La naïveté de ses personnages de prédilection est de croire qu’il est possible
d’investir la scène des représentations sans en maîtriser l’artificialité,
c’est-à-dire sans en connaître les médiations. Pour que le spectacle soit joué
jusqu’au bout et ne tombe pas dans le dépeçage du corps, il faut qu’autre chose
barre le regard et dévie la pulsion dévorante de l’œil. A la crudité d’une
figuration littérale des hommes doit se substituer un geste plus abstrait.
C’est d’abord la musique dont l’intervention dans le cinéma de Kechiche signe
toujours un moment de suspension, une manière de sursoir à la condamnation qui
doit venir. La musique étire la temporalité, fige les regards, agit comme
l’avant crise chez l’épiléptique : elle laisse ouvert un pur présent. Mais
comme elle n’enregistre rien, cette pause n’est qu’une trêve appelée à être
rompue. Seul un autre geste à l’intersection du concret et de l’abstrait,
réunissant culture et nature, peut surmonter la dimension pornographique du
spectacle. C’est un geste de la main, un tracé de peintre, une représentation
picturale dont l’artificialité (une robe là où la Venus noire est la plus nue,
une paysage bucolique d’arrière-plan là où la machinerie scientifique tourne à
plein régime) autorise enfin une épiphanie du visage.

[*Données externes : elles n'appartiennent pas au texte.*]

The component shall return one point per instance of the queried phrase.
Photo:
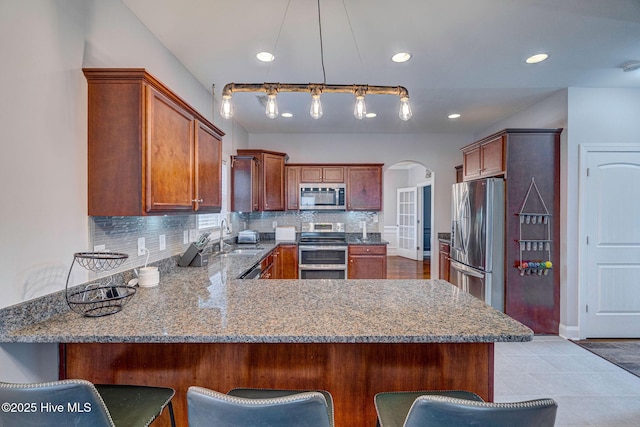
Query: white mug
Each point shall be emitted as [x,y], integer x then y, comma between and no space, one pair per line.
[148,277]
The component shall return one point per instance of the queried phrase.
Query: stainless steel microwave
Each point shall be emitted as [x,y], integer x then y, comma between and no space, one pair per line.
[322,197]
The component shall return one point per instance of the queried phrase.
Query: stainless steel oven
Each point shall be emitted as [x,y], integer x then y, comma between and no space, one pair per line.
[322,251]
[322,262]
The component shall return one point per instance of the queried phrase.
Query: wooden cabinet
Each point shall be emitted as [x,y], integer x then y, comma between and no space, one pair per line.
[149,152]
[522,155]
[267,266]
[271,178]
[287,262]
[313,173]
[483,159]
[459,174]
[280,263]
[364,188]
[367,262]
[245,184]
[292,190]
[444,263]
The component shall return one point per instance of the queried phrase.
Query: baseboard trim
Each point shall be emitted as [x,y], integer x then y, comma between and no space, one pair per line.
[569,332]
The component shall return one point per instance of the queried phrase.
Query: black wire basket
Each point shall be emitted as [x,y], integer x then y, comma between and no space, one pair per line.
[97,299]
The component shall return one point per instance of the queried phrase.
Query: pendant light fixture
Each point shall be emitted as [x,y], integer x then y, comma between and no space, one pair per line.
[315,90]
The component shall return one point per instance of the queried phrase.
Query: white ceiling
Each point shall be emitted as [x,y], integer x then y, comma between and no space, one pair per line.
[468,55]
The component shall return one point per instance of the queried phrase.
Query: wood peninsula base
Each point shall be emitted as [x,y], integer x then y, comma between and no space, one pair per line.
[352,373]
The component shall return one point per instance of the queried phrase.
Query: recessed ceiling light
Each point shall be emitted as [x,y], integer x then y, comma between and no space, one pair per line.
[265,56]
[630,66]
[534,59]
[401,57]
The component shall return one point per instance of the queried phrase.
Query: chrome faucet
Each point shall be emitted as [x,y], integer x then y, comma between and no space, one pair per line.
[222,231]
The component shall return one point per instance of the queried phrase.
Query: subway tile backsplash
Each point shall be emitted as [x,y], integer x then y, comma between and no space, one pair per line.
[121,233]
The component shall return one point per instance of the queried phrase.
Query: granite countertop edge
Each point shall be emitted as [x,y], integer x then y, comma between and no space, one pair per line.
[209,305]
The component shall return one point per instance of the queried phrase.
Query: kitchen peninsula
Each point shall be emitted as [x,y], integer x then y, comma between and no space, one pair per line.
[354,338]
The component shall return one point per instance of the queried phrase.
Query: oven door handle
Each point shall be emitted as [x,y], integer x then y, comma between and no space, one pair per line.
[322,267]
[316,248]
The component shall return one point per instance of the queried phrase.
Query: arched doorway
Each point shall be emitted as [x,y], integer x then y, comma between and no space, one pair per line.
[408,208]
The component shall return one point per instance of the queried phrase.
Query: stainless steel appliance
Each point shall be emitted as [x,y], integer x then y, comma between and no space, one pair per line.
[322,197]
[322,251]
[477,239]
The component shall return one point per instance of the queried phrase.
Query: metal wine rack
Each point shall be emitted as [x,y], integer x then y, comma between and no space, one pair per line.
[535,234]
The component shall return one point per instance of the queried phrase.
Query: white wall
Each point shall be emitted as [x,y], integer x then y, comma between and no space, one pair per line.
[43,135]
[438,152]
[595,116]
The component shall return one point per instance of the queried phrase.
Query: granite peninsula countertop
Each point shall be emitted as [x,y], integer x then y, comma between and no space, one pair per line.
[210,305]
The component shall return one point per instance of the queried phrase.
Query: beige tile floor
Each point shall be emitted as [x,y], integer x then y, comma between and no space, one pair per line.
[589,390]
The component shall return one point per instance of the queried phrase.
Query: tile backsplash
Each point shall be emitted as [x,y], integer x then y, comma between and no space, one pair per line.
[121,233]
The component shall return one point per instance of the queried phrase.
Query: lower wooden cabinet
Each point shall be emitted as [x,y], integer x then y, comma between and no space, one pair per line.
[444,261]
[281,263]
[367,262]
[286,262]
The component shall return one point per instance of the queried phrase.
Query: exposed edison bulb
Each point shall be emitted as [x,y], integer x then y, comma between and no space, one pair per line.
[405,109]
[226,107]
[271,109]
[360,109]
[316,107]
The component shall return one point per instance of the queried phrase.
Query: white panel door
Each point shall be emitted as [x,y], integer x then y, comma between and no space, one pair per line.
[613,244]
[407,210]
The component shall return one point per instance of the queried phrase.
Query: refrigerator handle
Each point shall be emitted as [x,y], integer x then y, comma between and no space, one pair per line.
[467,270]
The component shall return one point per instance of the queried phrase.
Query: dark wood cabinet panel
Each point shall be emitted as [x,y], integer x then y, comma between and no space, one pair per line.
[208,170]
[311,174]
[522,155]
[287,262]
[459,173]
[484,159]
[444,261]
[352,372]
[271,179]
[292,190]
[364,188]
[245,184]
[367,262]
[143,152]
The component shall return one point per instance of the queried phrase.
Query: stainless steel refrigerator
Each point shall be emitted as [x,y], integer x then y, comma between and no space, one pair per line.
[477,239]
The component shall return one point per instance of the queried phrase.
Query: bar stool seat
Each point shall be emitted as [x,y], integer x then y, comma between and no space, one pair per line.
[80,402]
[265,407]
[458,408]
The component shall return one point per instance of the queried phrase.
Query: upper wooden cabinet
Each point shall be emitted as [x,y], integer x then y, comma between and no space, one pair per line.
[292,190]
[313,173]
[271,178]
[149,152]
[483,159]
[245,184]
[364,187]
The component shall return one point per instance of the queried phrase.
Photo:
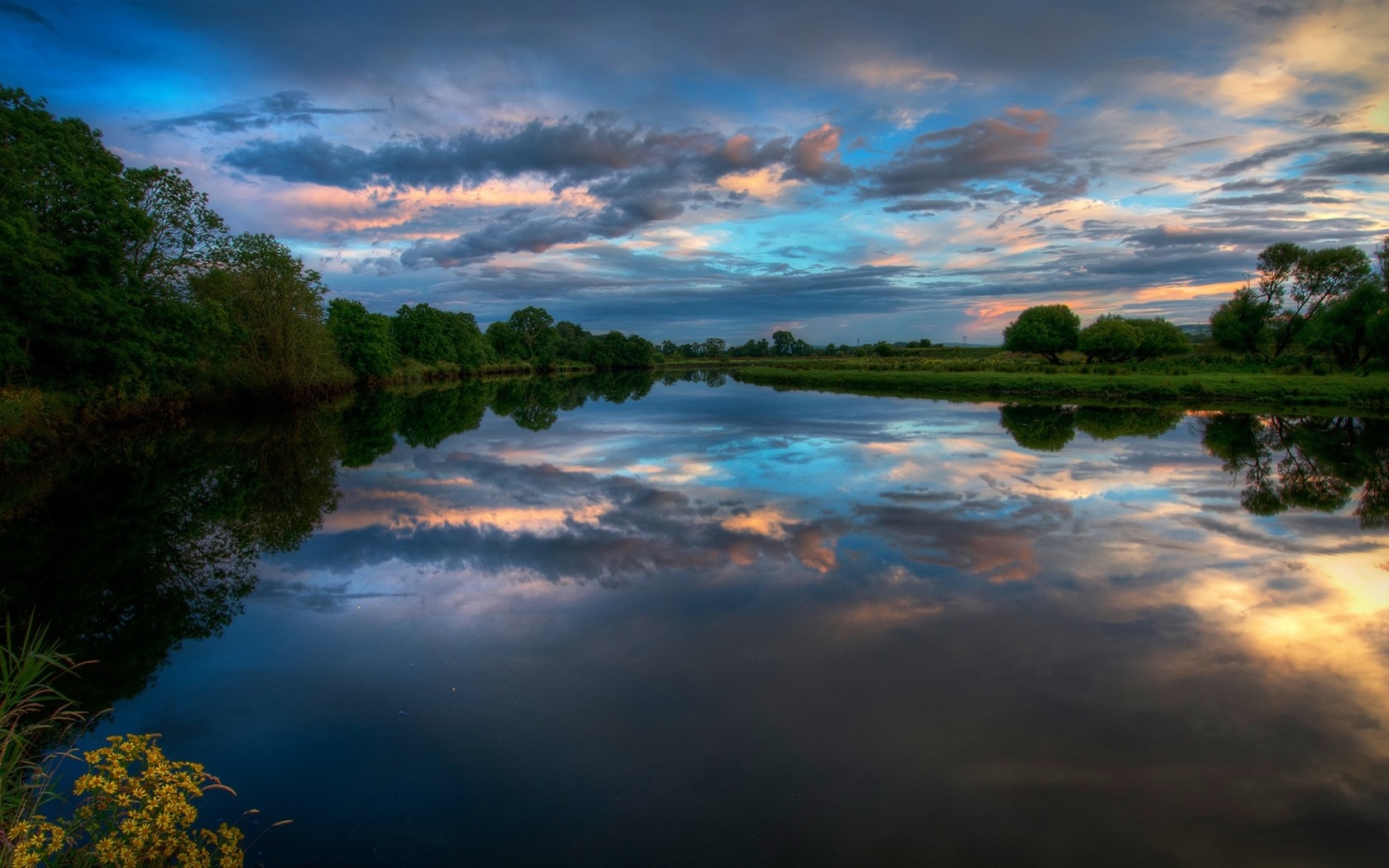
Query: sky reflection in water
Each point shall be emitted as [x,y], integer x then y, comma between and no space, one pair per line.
[742,627]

Dans une séquence brève
mais magnifique, Kechiche relève dans l’art du portrait une opération de grâce
qui viendrait sauver les hommes de leur monstrueux spectacle.
La question demeure
de savoir s’il prend ce geste à son propre compte, manière pour lui de
surmonter la contradiction de son cinéma : comment déployer une vision
puritaine du monde à l’intérieur même d’un art spectaculaire ? Difficile
de répondre sachant que son naturalisme ne l’aide pas. Si tout est livré brut
de décoffrage, on ne voit pas comment le regard du spectateur pourrait être
amendé. En remettant son cinéma en perspective, quelque chose frappe cependant
dans son esthétique : il est un des rares réalisateurs, ou bien le seul, à
tenir une position sur la pulsion haptique du regard sans passer par le
formalisme et la fétichisation des images. Il ne cherche pas à nous en faire
jouir en même temps qu’il nous punirait de cette jouissance. Cette volonté de
transparence, ce primitivisme cinématographique est peut-être alors la seule position
tenable : nous faire regarder notre propre regard, sans médiation,
artifice narratif ou psychologique, comme si la lame allait se retourner contre
elle-même. Mais où se situerait le sien alors ? Tout montre que Kechiche
se place délibérément dans la cage du spectacle, que Krimo, Slimane et Saartjie
sont les projections de lui-même, et que le cinéaste se vit comme une bête
soumise au regard des autres. La reconnaissance, le succès, une certaine
manière de puissance qui lui est accordée, tout cela ne vaut rien au regard de
tout ce qu’un précédente vie de comédien dévolu aux rôles d’Arabe aurait
charrié comme afflictions. Dès lors, son cinéma peut s’envisager comme un grand
chant blessé, la reprise perpétuelle du dépeçage de son corps où la scène des
représentations n’est que le théâtre d’une mise à mort. Kechiche meurt avec
Krimo, meurt avec Slimane et meurt avec Saartjie. Pourtant, à chaque fois une
dignité se perpétue, comme s’il reconnaissait que les plus démunis pouvaient
encore survivre à la torture du regard. C’est la palpitation enfouie de son
dernier film, l’écart secret de son cinéma qui fait qu’il n’est pas entièrement
littéral. Ce dont témoigne la dernière scène de « Venus
noire », c’est qu’un coin dans l’image ne cesse de vibrer à l’abri de la bouche
d’ogre du spectacle, jusqu’à en troubler le quadrillage. En recouvrant
soudainement d’un drap blanc la reproduction du corps de Saartjie, ce n’est pas
simplement que l’histoire veut oublier cette femme, mais aussi que le
monde doit se protéger de sa figure. Car pendant plus de deux heures, Kechiche
n’a dit finalement dit qu’une seule chose : le visage est un noyau
insécable d’être qui irradie sa dignité dans le champ magnétique du spectacle.
2 commentaires:
je me rends compte qu'en plus d'être un excellent critique, tu es aussi un écrivain - je le dis sans ironie. Bravo pour ce texte pénétrant (pour lequel tu oublies de me citer comme référence majeure, mais je te pardonne)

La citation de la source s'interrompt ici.